# would a 30-30 work



## woodie1 (Dec 6, 2004)

i have shot some nice yotes and lots of fox at my parents farm but that was with a shotgun with 04 buck with and shots at only 50 yards and it will knock em down pretty good with one or two shoots but now i've tryed in north central nodak and they have been freezing up at 100-150 yards and i was wondering if my 30-30 would work and wouldn't mess them up to bad cause i do skin them and sell the pelt and i was wondering it that would bust them up to bad and how small of a grain bullet is there for one and i do need factory loads cause i don't reload for 30-30 any help or ideas i couldn't really find any threads on 30-30 for yotes and i know the 30-06 blew a big hole through one while i was deer hunting and i had to sew that one up before the guy that buys mine would take it so i just what to know if that would work this year until i can find a smaller rifle

P.S. this new snow will really help i think that i might have to try it this weekend should still be enough moon left :sniper:


----------



## Brad.T (Mar 29, 2004)

It all comes down to if you don't have any options just hunt with what you have! The 30-30 isn't the best fur gun but if thats all you have it's better then not hunting at all. So yes the 30-30 will probaly blow the yotes up a little more then a "fur friendly" gun but your still out there hunting aren't you.
Are you calling exclusively at night?


----------



## the_rookie (Nov 22, 2004)

if u want to shoot the coyote and want all the meat already off him one shot 30-30 good choice lol but besides that go hunting anyway its like shoot a squerell with a bazooka its another reason "just to go hunting"


----------



## farmerj (Jun 19, 2004)

if you can find a nice light ballistic tip for it you should able to minimize the damage.

The ballistic tips are designed to "mushroom" on impact and transfer all energy into the animal. It isn't supposed to leave an exit wound.

If it is like any other .30-30, you will run into problems of a spire point in a tube magazine.

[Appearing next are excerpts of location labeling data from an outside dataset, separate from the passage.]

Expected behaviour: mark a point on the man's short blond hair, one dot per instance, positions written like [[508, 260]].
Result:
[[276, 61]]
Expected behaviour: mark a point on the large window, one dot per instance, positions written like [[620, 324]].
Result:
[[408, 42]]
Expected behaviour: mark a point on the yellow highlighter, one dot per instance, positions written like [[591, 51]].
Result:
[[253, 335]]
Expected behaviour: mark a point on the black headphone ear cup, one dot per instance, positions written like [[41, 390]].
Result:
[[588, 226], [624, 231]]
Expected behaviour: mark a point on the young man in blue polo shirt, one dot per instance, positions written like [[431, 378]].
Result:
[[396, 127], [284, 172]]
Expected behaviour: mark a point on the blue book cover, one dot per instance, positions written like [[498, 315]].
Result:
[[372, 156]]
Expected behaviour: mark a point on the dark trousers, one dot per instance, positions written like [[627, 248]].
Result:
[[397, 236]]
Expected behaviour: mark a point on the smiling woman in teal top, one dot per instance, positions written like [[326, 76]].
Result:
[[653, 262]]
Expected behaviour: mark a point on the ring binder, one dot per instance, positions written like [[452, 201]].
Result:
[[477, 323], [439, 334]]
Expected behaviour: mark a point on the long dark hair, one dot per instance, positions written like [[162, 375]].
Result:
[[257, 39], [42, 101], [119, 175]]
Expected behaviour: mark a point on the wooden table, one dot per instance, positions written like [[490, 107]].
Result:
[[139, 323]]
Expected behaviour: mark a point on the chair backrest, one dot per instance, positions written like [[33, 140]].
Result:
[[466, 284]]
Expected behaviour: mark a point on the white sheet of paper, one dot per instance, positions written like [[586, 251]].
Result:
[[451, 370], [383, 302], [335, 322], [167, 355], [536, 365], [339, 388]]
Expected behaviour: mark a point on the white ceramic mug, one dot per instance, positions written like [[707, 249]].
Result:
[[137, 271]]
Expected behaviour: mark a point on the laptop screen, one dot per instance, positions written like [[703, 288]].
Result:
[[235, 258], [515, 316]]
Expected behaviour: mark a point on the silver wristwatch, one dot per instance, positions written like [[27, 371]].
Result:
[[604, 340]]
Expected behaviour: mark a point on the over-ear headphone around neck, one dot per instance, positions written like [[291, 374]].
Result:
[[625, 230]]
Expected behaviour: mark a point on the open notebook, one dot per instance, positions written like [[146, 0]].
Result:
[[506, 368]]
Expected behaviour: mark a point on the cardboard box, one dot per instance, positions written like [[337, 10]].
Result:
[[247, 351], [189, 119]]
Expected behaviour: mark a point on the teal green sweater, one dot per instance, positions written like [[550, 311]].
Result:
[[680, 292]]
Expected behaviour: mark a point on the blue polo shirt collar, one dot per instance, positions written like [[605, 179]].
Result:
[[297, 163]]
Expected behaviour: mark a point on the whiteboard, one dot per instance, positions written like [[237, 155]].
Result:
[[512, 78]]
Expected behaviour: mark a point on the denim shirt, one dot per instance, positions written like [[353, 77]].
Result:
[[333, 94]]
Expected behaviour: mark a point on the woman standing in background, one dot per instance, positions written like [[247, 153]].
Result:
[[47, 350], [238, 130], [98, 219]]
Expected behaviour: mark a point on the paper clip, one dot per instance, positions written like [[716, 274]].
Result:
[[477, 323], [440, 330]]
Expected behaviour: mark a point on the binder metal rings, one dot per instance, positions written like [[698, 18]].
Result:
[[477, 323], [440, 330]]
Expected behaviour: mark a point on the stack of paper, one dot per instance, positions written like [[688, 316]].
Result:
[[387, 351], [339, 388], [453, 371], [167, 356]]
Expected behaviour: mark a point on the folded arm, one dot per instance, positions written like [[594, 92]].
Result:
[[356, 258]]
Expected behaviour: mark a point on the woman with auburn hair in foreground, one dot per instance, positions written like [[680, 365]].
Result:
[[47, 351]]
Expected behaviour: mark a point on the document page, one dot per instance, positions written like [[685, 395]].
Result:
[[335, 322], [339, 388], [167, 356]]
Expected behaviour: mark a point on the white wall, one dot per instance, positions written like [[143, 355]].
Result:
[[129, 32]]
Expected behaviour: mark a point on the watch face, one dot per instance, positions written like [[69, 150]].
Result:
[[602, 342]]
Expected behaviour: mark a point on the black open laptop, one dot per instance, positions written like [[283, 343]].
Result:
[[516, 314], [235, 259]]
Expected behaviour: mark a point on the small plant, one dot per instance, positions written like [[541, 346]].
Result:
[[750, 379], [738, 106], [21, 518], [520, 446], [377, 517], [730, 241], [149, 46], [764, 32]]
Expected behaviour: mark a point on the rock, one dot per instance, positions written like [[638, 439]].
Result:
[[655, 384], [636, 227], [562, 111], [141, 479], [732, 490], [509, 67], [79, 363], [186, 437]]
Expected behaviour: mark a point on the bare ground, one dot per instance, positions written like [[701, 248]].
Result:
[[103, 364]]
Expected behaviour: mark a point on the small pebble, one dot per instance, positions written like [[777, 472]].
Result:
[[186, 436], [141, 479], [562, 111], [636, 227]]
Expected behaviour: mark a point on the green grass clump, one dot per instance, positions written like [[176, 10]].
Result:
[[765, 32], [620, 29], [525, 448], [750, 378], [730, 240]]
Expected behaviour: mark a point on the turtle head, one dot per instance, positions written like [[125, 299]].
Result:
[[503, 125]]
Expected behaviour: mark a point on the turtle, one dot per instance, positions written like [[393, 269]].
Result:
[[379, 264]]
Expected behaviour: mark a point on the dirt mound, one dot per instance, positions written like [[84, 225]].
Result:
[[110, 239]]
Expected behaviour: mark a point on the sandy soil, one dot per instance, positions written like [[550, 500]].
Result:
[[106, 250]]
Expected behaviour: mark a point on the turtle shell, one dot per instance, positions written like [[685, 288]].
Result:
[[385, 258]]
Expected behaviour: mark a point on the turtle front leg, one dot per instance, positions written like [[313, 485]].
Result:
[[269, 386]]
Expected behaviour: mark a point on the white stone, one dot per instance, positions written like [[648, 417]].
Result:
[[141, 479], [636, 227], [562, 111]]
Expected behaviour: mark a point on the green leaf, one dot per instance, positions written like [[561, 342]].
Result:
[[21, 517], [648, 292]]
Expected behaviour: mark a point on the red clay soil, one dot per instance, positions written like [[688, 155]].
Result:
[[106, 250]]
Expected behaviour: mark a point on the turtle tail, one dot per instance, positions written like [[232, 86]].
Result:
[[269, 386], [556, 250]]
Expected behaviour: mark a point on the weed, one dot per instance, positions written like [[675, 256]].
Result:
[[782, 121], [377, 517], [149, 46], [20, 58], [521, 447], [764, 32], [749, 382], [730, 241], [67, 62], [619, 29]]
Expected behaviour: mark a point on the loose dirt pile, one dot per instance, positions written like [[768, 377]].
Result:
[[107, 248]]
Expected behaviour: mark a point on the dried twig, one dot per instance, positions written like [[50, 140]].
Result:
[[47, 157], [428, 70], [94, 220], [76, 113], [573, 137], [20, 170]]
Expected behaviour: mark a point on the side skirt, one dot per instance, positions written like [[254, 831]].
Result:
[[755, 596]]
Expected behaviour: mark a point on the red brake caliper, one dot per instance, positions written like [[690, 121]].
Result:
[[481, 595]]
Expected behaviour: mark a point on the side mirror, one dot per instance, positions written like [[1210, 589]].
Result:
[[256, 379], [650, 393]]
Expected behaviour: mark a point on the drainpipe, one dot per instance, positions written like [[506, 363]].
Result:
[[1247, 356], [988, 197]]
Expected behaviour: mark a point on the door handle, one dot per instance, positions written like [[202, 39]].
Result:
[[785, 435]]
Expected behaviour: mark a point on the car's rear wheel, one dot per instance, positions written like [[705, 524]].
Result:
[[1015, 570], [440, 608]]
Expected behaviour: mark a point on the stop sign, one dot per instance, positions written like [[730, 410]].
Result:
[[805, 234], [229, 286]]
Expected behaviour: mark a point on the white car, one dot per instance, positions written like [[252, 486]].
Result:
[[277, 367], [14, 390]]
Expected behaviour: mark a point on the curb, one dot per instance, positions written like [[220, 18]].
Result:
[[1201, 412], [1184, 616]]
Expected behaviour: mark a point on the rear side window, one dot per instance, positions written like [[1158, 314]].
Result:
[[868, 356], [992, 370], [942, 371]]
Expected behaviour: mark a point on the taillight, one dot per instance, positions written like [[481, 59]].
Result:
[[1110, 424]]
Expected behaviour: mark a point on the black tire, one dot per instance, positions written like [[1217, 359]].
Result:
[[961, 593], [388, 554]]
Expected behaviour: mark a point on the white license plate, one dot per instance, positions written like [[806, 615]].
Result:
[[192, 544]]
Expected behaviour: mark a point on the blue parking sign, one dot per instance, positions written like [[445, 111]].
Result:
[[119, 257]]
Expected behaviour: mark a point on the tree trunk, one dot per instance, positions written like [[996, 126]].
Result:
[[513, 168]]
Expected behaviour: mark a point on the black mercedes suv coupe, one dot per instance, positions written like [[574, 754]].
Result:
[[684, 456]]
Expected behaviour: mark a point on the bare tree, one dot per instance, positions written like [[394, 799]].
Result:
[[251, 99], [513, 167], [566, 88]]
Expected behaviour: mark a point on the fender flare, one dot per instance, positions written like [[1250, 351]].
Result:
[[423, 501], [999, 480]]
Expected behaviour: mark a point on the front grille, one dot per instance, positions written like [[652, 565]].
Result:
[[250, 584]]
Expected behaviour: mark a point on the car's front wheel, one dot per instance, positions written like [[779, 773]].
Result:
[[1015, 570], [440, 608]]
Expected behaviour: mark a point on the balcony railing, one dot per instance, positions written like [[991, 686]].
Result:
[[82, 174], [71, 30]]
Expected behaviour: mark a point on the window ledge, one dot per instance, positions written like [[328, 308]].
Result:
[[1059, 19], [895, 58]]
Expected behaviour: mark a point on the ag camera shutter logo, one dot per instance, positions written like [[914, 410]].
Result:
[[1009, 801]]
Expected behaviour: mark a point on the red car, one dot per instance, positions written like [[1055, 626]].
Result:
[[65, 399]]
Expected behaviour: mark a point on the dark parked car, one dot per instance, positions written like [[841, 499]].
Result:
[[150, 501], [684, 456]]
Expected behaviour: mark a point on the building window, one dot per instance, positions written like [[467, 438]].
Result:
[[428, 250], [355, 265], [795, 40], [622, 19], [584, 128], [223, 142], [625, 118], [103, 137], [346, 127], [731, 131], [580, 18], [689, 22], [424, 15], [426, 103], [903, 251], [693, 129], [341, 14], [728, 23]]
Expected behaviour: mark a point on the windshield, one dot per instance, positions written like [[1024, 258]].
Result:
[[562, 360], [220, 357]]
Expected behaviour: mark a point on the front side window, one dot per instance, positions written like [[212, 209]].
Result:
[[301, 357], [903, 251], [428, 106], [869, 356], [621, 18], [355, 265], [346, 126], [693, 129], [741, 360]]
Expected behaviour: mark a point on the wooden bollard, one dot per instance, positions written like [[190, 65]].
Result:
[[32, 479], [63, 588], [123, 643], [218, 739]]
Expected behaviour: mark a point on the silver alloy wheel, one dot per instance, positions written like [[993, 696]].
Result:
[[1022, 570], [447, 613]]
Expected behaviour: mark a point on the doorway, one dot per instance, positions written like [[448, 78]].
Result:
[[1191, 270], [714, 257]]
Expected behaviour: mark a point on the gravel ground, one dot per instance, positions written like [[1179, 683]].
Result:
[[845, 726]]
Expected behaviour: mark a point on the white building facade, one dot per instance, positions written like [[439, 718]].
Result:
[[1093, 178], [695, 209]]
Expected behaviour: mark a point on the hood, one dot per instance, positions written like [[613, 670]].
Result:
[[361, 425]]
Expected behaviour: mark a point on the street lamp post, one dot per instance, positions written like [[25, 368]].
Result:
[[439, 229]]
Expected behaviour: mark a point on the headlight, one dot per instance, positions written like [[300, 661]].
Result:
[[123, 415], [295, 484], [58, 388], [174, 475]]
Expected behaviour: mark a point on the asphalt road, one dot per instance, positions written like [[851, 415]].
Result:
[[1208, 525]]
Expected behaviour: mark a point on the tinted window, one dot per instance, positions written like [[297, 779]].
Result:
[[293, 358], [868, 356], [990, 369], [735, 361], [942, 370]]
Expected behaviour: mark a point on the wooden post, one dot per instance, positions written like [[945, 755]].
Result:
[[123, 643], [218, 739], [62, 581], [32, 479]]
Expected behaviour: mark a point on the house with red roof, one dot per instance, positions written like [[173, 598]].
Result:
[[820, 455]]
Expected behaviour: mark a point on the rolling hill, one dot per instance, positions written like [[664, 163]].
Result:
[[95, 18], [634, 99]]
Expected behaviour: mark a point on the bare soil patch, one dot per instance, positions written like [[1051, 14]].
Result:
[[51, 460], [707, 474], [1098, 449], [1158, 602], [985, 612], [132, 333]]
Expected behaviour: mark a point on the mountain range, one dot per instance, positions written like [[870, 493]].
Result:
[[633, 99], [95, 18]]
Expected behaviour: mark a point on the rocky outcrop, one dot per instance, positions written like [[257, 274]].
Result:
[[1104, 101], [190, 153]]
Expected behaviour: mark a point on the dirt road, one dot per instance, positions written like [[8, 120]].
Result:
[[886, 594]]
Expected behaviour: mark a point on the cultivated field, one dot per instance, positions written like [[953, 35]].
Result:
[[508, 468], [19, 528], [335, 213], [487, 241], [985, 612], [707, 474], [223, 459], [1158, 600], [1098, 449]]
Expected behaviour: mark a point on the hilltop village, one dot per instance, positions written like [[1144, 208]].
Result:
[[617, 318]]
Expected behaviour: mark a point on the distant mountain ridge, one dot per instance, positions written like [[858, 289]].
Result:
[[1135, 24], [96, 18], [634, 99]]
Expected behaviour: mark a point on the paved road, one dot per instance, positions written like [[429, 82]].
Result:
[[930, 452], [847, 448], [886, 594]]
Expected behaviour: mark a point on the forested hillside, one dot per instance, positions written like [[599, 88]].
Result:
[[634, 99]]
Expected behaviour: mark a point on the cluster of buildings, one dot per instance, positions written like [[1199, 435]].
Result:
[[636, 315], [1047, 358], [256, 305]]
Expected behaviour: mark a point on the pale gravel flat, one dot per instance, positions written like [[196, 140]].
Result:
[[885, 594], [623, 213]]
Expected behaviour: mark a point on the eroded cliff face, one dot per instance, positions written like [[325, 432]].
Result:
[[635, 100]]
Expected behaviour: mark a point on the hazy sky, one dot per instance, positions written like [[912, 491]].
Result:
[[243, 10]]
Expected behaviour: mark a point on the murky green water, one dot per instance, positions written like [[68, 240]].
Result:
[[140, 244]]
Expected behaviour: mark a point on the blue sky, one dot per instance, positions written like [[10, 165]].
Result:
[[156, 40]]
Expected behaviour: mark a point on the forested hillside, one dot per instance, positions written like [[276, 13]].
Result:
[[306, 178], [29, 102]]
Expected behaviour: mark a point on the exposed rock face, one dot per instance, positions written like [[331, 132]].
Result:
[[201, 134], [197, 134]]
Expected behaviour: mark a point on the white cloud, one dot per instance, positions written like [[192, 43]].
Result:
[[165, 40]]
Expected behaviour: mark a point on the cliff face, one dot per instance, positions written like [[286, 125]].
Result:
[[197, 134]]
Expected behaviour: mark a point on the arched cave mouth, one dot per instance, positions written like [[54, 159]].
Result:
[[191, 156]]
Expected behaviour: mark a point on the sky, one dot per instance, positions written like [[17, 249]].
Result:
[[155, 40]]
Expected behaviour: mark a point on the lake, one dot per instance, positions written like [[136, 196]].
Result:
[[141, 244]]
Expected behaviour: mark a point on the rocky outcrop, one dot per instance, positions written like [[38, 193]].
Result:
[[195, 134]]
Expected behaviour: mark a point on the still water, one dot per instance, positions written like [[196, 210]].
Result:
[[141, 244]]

You won't get top dollar, but you'll definite get something for what remains.


----------



## .17remman (Dec 7, 2004)

Do not used pointed-tipped bullets in a tube feed lever action. Even though the 30-30 has very little recoil, they may detonate in the gun when the tip of the bullet hits the primer of the cartridge in front of it. A 30-30 can be used with the lighter bullets, 110 or 130 grains, and at 150 yards should not exit. I have shot rock-chucks with the 110 grain bullets, and the bullet only exited 1 out of 5 shots. Happy hunting.


----------



## woodie1 (Dec 6, 2004)

thanks guys yeah i do a lot of calling at night it just seems a lot cooler when you get a couple packs howling in different directions then five minutes later you have them all over ya but if i find a nice area on a hill or something i'll call it during the day but i usually go scouting for sign during the day and asking landowners where they have been seeing them if you guys are having problems getting them just start asking farmers they love it when ask to hunt yotes and it's a plus to get to know some farmers for waterfowl season. yea that's the smallest rifle i have right now untill i can afford to get something more fur friendly just wondering what would be some safe and light loads if not i'll just have to try for head shots


----------



## Fallguy (Jan 23, 2004)

Woodie1,

Woodie1 I am not trying to be the english police but if you use punctuation it is a lot easier to read your posts you can figure out where one sentences starts and one begins and then people can comprehend your discussion a little easier i know that using and visiting chat rooms has made people ignore these rules i am just trying to give you some advice so please don't take this as a slam i have really enjoyed your posts and the info contained in them it is just hard to follow them and they take a little longer to read i want to continue reading the posts so try to do this next time i have not looked at every one of your posts so please don't take offense if one used good english and grammar rules i just remember seeing a few that were like that good luck this season and hopefully this helps you out talk to you later.


----------